France 24/AFP-De l’Angleterre à l’Italie, en passant par l’Espagne et l’Allemagne, les grands clubs européens n’ont pas lésiné sur les dépenses cet été. En revanche, en France, la Ligue 1 a été plus timorée, réalisant plus de ventes que d’achats.
La Premier League anglaise et ses transferts aux sommes parfois déraisonnables ont animé le mercato de l’été en Europe où des géants chancelants, comme le Real Madrid, l’AC Milan ou la Juventus ont recruté fort pour ne pas vivre de nouvelles déconvenues sportives. La Ligue 1, de son côté, n’a jamais autant vendu, subissant une cure minceur pour renflouer les caisses de ses clubs.
Angleterre : les plus gros transferts de l’été
La Premier League s’est encore muée en grande agitatrice du mercato estival, entre achats frénétiques de riches (Tottenham, Chelsea) et ventes copieuses sous contraintes financières (Newcastle, Aston Villa).
Au moins huit des dix plus gros transferts de l’été ont été réalisés par des clubs anglais. Chelsea arrive en tête avec Morgan Rogers, acheté à Aston Villa (138 millions d’euros), devant Manchester City et Elliot Anderson de Nottingham Forest (135 millions d’euros), puis Liverpool et le Parisien Bradley Barcola (125 millions d’euros si l’on exclut les bonus possibles).
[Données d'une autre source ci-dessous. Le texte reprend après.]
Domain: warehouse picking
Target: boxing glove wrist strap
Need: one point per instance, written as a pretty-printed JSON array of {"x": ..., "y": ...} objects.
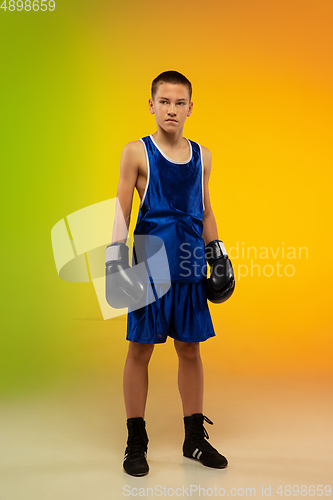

Mais le record absolu pour un transfert en Premier League sera battu si Manchester City confirme l’achat de l’Argentin Enzo Fernandez à Chelsea, scellé mardi pour 145 millions d’euros selon la presse locale.
Par ailleurs, l’ailier international sénégalais Iliman Ndiaye, ancien joueur de l’OM, est passé mardi d’Everton à Manchester City – avec un contrat de cinq ans – pour 75 millions d’euros, bonus compris, selon les médias.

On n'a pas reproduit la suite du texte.